Hi,
I am exploring sessions windowing in apache beam. I have created a pipeline
to know the window start time and window end time of the elements emitted
from GroupByKey, which groups elements to which sessions window was
applied.
I got the Exception:
Exception in thread "main"
java.lang.IllegalArgumentException: public void
main.SlidingWindowX$2.processElement(org.apache.beam.sdk.transforms.DoFn$ProcessContext,org.apache.beam.sdk.transforms.windowing.IntervalWindow)
unable to provide window -- expected window type from parameter
(org.apache.beam.sdk.transforms.windowing.IntervalWindow) is not a
supertype of actual window type assigned by windowing (W)
I came to know that when GroupByKey is applied on a PCollection to which
sessions window is applied, the output PCollection emitted from GroupByKey
doesn't have any WindowingStrategy.

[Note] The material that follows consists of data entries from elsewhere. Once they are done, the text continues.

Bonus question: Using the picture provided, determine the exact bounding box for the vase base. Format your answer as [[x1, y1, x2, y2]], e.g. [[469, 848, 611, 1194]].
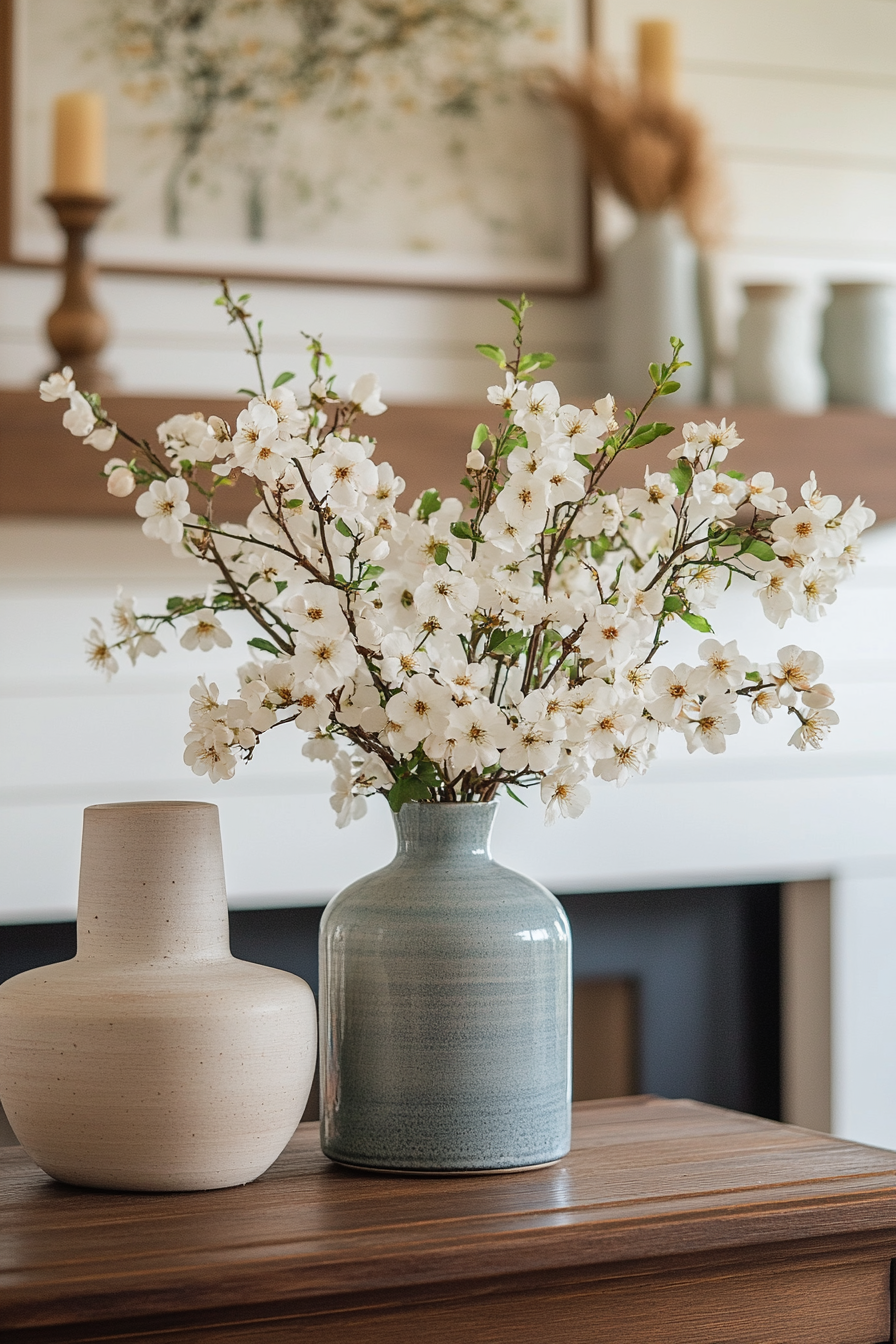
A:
[[324, 1153, 563, 1176]]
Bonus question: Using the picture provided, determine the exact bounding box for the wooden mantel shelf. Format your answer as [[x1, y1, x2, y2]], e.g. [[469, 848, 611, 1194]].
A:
[[0, 390, 896, 521], [0, 1097, 896, 1344]]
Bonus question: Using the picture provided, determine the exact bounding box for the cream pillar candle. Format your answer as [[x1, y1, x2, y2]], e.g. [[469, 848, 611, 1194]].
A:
[[52, 91, 106, 196], [638, 19, 678, 99]]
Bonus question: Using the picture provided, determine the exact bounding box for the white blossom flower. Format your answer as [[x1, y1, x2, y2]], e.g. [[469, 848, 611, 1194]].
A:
[[510, 375, 560, 433], [380, 675, 451, 754], [180, 607, 234, 653], [750, 685, 780, 723], [485, 372, 517, 411], [103, 457, 137, 500], [62, 392, 97, 438], [787, 710, 840, 751], [348, 374, 388, 415], [85, 425, 118, 453], [697, 640, 752, 694], [40, 364, 75, 402], [445, 699, 509, 770], [684, 694, 740, 755], [579, 605, 641, 667], [293, 634, 359, 691], [414, 564, 480, 630], [592, 719, 653, 789], [771, 504, 825, 555], [156, 411, 208, 462], [747, 472, 787, 513], [669, 419, 743, 466], [794, 563, 837, 621], [496, 472, 549, 534], [645, 663, 704, 723], [134, 476, 189, 546], [85, 617, 118, 681], [755, 560, 794, 629], [541, 762, 591, 827], [380, 630, 431, 687], [184, 723, 236, 784], [312, 435, 379, 513], [764, 644, 825, 704]]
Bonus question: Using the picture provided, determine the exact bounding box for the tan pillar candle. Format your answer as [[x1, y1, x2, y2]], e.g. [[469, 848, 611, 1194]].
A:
[[52, 91, 106, 196], [638, 19, 678, 99]]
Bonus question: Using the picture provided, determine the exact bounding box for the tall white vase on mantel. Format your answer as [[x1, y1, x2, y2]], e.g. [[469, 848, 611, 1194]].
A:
[[0, 802, 317, 1191], [821, 281, 896, 415], [733, 282, 827, 414], [607, 210, 707, 405]]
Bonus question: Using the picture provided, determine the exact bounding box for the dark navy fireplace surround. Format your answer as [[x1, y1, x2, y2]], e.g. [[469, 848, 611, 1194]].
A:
[[0, 886, 780, 1120]]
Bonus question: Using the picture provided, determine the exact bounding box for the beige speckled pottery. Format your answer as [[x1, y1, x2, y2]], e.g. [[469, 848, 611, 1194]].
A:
[[0, 802, 317, 1191]]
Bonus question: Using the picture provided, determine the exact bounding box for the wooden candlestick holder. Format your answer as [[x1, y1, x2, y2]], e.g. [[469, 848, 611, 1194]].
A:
[[43, 192, 114, 392]]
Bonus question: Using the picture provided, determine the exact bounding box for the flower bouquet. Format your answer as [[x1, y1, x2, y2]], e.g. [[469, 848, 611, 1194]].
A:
[[40, 285, 875, 827], [42, 285, 873, 1172]]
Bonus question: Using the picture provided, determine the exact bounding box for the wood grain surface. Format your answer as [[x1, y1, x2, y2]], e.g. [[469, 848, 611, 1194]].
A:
[[0, 391, 896, 520], [0, 1098, 896, 1344]]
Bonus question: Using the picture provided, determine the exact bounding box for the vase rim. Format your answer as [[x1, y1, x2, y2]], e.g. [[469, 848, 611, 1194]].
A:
[[85, 798, 218, 812]]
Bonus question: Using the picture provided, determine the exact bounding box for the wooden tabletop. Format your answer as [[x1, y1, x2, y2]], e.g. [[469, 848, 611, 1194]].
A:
[[0, 391, 896, 521], [0, 1097, 896, 1344]]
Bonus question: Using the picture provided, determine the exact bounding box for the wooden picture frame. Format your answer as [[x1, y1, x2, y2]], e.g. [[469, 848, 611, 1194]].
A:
[[0, 0, 596, 294]]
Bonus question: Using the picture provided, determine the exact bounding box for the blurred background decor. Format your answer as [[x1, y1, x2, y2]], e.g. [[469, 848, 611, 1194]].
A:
[[733, 284, 827, 414], [553, 19, 721, 402], [821, 281, 896, 414], [11, 0, 590, 290]]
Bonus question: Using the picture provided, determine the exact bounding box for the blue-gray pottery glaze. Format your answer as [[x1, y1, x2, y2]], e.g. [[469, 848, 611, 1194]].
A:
[[320, 802, 571, 1172]]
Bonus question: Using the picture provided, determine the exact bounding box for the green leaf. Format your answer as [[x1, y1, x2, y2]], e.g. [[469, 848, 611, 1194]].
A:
[[742, 536, 778, 560], [470, 425, 489, 453], [678, 612, 713, 634], [450, 523, 482, 542], [626, 421, 672, 448], [416, 491, 442, 523], [519, 349, 556, 375], [387, 775, 430, 812], [476, 345, 506, 368], [669, 460, 693, 495]]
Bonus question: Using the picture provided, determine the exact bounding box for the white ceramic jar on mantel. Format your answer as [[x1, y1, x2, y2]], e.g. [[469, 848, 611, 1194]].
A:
[[733, 284, 826, 414], [821, 281, 896, 414]]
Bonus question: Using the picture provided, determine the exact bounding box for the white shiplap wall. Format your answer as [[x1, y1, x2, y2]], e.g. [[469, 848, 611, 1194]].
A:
[[0, 0, 896, 402]]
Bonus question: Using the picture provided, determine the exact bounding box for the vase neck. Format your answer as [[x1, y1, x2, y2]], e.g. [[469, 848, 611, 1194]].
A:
[[78, 802, 230, 965], [395, 802, 497, 863]]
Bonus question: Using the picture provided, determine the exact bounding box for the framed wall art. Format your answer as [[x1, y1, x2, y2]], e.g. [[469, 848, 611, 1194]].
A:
[[3, 0, 592, 293]]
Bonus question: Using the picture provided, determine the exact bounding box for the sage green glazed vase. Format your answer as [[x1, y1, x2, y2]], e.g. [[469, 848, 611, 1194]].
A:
[[320, 802, 571, 1172]]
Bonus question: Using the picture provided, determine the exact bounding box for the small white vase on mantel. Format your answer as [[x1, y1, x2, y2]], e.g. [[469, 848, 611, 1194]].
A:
[[607, 210, 707, 405], [733, 282, 827, 414], [0, 802, 317, 1191]]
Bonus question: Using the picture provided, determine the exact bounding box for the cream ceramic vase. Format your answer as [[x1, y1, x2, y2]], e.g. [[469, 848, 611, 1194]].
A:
[[0, 802, 317, 1191]]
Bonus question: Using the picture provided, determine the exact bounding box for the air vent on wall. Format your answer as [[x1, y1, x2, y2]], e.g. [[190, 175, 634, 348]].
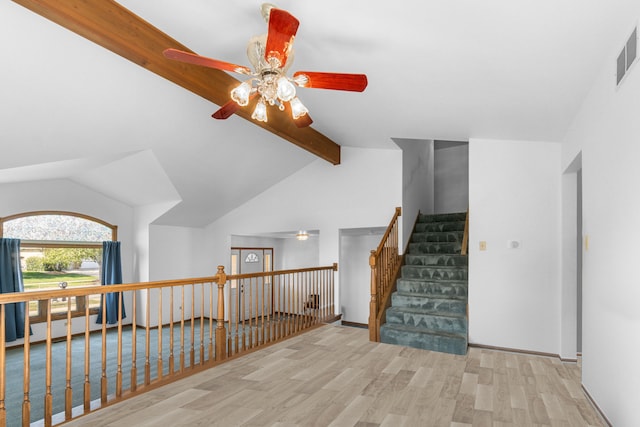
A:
[[616, 27, 638, 85]]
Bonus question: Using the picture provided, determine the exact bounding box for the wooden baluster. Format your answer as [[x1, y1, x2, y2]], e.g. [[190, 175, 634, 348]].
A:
[[321, 271, 333, 320], [0, 304, 5, 427], [260, 276, 267, 344], [180, 285, 184, 373], [64, 297, 72, 420], [100, 294, 107, 404], [200, 283, 204, 365], [209, 282, 215, 362], [266, 274, 275, 342], [250, 277, 260, 347], [328, 262, 338, 319], [369, 251, 378, 342], [313, 271, 322, 324], [285, 273, 296, 336], [44, 298, 53, 427], [131, 291, 138, 392], [156, 288, 163, 380], [226, 279, 238, 356], [169, 286, 175, 375], [84, 304, 91, 413], [116, 292, 124, 398], [249, 277, 259, 348], [238, 279, 245, 351], [21, 302, 31, 427], [273, 275, 284, 340], [189, 284, 196, 369], [144, 289, 151, 385], [212, 265, 226, 361]]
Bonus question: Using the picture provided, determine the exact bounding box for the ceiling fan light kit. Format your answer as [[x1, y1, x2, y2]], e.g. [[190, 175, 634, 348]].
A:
[[163, 3, 367, 127]]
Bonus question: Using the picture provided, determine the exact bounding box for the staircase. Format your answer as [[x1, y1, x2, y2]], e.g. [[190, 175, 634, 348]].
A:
[[380, 213, 468, 355]]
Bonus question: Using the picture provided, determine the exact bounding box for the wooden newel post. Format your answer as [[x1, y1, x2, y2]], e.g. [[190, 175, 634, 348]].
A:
[[0, 304, 6, 427], [369, 251, 379, 342], [216, 265, 227, 360]]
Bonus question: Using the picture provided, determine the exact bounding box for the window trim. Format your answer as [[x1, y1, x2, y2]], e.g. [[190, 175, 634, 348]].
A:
[[0, 211, 118, 324]]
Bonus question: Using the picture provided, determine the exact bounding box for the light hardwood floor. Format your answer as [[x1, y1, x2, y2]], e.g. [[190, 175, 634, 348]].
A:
[[66, 325, 603, 427]]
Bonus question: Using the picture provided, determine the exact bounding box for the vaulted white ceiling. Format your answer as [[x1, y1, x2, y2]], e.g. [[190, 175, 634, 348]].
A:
[[0, 0, 633, 226]]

Is this Correct?
What should be the window type of such elements? How can I know the start
time and end time of the Session window(merged windows)?
If I apply a GroupByKey again on the result from 1st GroupByKey, I get the
Exception:
Exception in thread "main" java.lang.IllegalStateException:
GroupByKey must have a valid Window merge function. Invalid because:
WindowFn has already been consumed by previous GroupByKey
So, should a new window be applied, before I do this?
I am obviously missing a crucial point regarding the output PCollection
emitted from Aggregate Transforms. Can you point me to any documentation
(or) code that explains this behaviour?
After going through the code, I understood that, when Sessions window is
applied, each element is assigned an Interval Window with start_time =
element_timestamp, end_time = element_timestamp + gap. And when an
Aggregation Transform is called, MergeContext is Created for each Key and
the windows are merged. Is it possible to get the MergeContext after
applying Aggregation Transforms?
Can you point me to the design doc for this behaviour?
Pipeline Steps:
1) Read from Kafka using KafkaIO
PCollection<KafkaRecord<String, String>> pcollectIO =
p.apply(KafkaIO.<String, String>read()
.withBootstrapServers("localhost:9092").withTopic("sessionWindowtopic")
.withKeyDeserializer(StringDeserializer.class).withValueDeserializer(StringDeserializer.class)
2) Convert KafkaRecord to KV
PCollection<KV<String, String>> pcollectKV = pcollectIO
.apply(ParDo.of(new DoFn<KafkaRecord<String, String>,
KV<String, String>>() {
@ProcessElement
public void processElement(@Element KafkaRecord<String,
String> record,
OutputReceiver<KV<String, String>> r) {
r.output(record.getKV());
}
}));
3) Apply sessions window
PCollection<KV<String, String>> pcollectW2 = pcollectKV
.apply(Window.<KV<String, String>>into(
Sessions.withGapDuration(Duration.standardSeconds(5))));
4) 1st GroupByKey
PCollection<KV<String, Iterable<String>>> pcollectAfterGroupBy =
pcollectW2.apply(GroupByKey.<String, String>create());
5) ParDo to output the window start time and the window end time of each
element of the PCollection emitted from GroupByKey.
pcollectAfterGroupBy.apply(ParDo.of(new DoFn<KV<String,
Iterable<String>>, Void>() {
@ProcessElement
public void processElement(ProcessContext c, IntervalWindow b) {
System.out.println(b.start());
System.out.println(b.end());
}
6) 2nd GroupByKey (used just for exploring sessions window)
PCollection<KV<String, Iterable<Iterable<String>>>>
pcollectCascaded = pcollectAfterGroupBy.apply(GroupByKey.<String,
Iterable<String>>create());
Thanks,
Rahul